The petition for a writ of certiorari is denied.
Justice SCALIA, dissenting.
This is a suit against the General Counsel of the National Labor Relations Board, alleging that in dismissing unfair labor practice charges filed by petitioner she violated petitioner's due process and equal protection rights under the Fifth Amendment. The District Court, in an unpublished opinion, dismissed the suit on the ground that the General Counsel's decision to dismiss was not subject to judicial review. The United States Court of Appeals for the Sixth Circuit, also in an unpublished opinion, affirmed. Judgt. order reported at 837 F.2d 1091 ( 1988).
While this petition for certiorari was pending, this Court decided Webster v. Doe, 486 U.S. 592 (1988), applying for the first time the principle that Congress' intent to preclude judicial review of "constitutional claims" must be expressed with greater clarity than its intent to preclude judicial review of other claims. Id., at 603-604, 108 S.Ct., at ___. The statute that Webster found insufficiently clear for that purpose pertained to the Central Intelligence Agency, and provided that "[n]otwithstanding . . . the provisions of any other law, the Director of Central Intelligence may, in his discretion, terminate the employment of any officer or employee of the Agency whenever he shall deem such termination necessary or advisable in the interests of the United States." 50 U.S.C. 403(c). The statute at issue in the present case pertains to the NLRB, and provides that the General Counsel "shall have final authority, on behalf of the Board, in respect of the investigation of charges and issuance of complaints under section 160 of this title, and in respect of the prosecution of such complaints before the Board. . . ." 29 U.S.C. 153(d). The present case, involving constitutional claims, [ Reed v. Collyer 487 U.S. 1225 (1988) ][1225-Continued.]
is unquestionably a prime candidate for application of the new principle we adopted in Webster. While the area of administrative activity to which the suit pertains (enforcement discretion) is one in which agencies have traditionally been accorded broad insulation from judicial review, see Heckler v. Chaney, 470 U.S. 821 (1985), so was the area of managing the Nation's intelligence services at issue in Webster. And the text of the statute in Webster was much more suggestive of total unreviewability.
Petitioner has filed a supplemental brief persuasively arguing that Webster supports his position. Our denial of his petition is a puzzling departure from our standard practice of remanding (without opinion) pending cases whose outcome could well be affected by a decision we have promulgated after the judgment below. See R. Stern, E. Gressman, & S. Shapiro, Supreme Court Practice 5.12, p. 279 (6th ed. 1986). If we adhere to the rationale of Webster, we should certainly grant this petition for certiorari, vacate the judgment of the Sixth Circuit, and remand this case for reconsideration in light of Webster.
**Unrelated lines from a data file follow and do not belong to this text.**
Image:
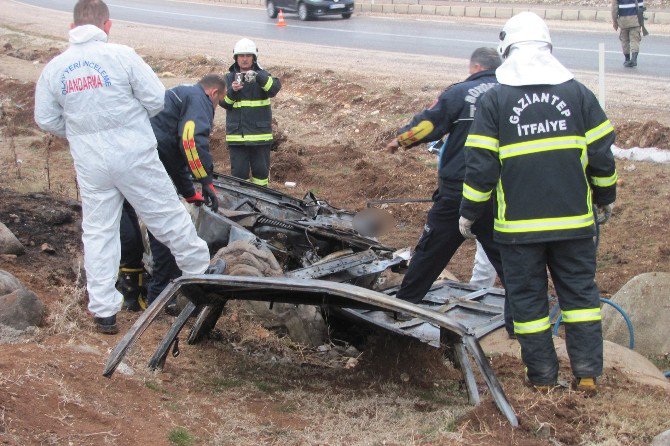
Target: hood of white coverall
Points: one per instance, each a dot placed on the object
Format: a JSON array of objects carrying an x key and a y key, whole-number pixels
[{"x": 531, "y": 63}]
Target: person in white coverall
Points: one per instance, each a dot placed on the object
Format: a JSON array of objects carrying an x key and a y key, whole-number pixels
[{"x": 101, "y": 96}]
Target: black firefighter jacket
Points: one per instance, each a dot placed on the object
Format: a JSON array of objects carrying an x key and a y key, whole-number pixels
[
  {"x": 182, "y": 130},
  {"x": 248, "y": 111},
  {"x": 452, "y": 113},
  {"x": 546, "y": 149}
]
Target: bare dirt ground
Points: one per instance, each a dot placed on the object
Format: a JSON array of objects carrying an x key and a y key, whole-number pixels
[{"x": 251, "y": 386}]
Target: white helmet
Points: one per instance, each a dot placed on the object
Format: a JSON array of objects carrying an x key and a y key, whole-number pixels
[
  {"x": 245, "y": 46},
  {"x": 523, "y": 27}
]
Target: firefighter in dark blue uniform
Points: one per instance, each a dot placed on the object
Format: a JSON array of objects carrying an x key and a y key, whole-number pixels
[
  {"x": 182, "y": 130},
  {"x": 542, "y": 141},
  {"x": 249, "y": 114},
  {"x": 451, "y": 114}
]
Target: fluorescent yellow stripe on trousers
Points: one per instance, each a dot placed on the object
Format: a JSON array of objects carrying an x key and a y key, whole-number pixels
[
  {"x": 531, "y": 327},
  {"x": 585, "y": 315}
]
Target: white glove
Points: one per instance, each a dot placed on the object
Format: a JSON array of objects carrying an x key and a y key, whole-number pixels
[
  {"x": 603, "y": 212},
  {"x": 250, "y": 76},
  {"x": 465, "y": 225}
]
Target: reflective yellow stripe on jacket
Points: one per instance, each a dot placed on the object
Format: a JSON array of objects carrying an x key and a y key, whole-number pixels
[
  {"x": 260, "y": 181},
  {"x": 474, "y": 195},
  {"x": 251, "y": 103},
  {"x": 544, "y": 224},
  {"x": 531, "y": 327},
  {"x": 268, "y": 84},
  {"x": 245, "y": 138},
  {"x": 585, "y": 315},
  {"x": 542, "y": 145},
  {"x": 605, "y": 181},
  {"x": 599, "y": 131},
  {"x": 482, "y": 142}
]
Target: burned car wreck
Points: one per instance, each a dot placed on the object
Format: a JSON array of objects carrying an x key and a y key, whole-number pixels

It was my view that the rationale of Webster was wrong, because it did not square with the outcome of perfectly commonplace and perfectly correct decisions such as that of the Sixth Circuit here. See 486 U.S., at 606, 108 S.Ct., at ___ (SCALIA, J., dissenting). I would grant certiorari in this case in order to begin the necessary process of limiting Webster to its facts.